Expression of human immune activation markers in humanized mice. Total RNA was isolated from uninfected humanized mouse spleens and analyzed for the expression of markers for human immune activation. A total of 84 genes were evaluated and compared between the two animal models. (A) Heatmap depicted the differentially expressed genes (for 1–12) associated with immune activation in hu- PBL compared against HSC mice (for A–G). The log₂ fold change of the individual gene is listed in the bottom panel. (B) Differentially expressed genes with log₂ fold change of ≥3 are outlined that are expressed in hu-PBL spleens over what was found in HSC mice. A complete gene list can be found in Table S2.

Figure 9

Gene expression patterns analysis by IPA in humanized mice. (A) Canonical pathway gene analyses. The stacked bar chart demonstrates the percentage of upregulated (red) and downregulated (green), as well as non-overlapped (white) genes from the prestored genebank in IPA (numbers listed at the top of each bar).

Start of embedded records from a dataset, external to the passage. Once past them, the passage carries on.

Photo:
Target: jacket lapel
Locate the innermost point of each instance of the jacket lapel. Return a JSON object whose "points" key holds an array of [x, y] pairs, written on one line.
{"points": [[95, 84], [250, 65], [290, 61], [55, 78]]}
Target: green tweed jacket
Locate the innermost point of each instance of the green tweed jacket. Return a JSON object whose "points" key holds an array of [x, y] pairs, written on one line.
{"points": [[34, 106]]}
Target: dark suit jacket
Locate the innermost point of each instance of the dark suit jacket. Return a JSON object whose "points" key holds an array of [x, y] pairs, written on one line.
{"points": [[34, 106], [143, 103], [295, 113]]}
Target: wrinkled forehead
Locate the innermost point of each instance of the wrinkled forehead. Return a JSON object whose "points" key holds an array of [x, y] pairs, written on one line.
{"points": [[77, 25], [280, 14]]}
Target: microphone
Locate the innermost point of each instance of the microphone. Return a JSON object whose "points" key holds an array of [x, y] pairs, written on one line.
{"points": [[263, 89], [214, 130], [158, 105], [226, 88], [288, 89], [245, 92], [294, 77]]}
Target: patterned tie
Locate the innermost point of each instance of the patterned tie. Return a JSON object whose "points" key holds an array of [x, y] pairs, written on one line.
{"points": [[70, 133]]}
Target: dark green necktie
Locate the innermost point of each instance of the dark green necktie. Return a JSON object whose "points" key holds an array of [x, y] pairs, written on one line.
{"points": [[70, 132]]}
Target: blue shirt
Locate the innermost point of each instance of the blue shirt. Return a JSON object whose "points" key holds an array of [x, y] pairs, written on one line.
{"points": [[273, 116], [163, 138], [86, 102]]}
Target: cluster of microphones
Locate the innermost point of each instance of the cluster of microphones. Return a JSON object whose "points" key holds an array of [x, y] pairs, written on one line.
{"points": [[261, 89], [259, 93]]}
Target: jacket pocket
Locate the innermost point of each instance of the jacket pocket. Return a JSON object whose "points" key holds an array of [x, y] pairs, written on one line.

The right y-axis displays the –log of p-Value calculated by Fisher's Exact Test illustrates the significance of each canonical pathway. (B) Downstream biological effects prediction. The most relevant downstream effect predicted by IPA was lymphoid activation. A set of 65 genes that were differentially expressed between hu-PBL and hu-HSC mice co-regulate this pathway. The putative function was located in the center while the related regulator listed at the periphery. The type of interaction is indicated by red (prediction of activation), blue (prediction of inhibition), yellow (inconsistent), and gray (related, not predicted).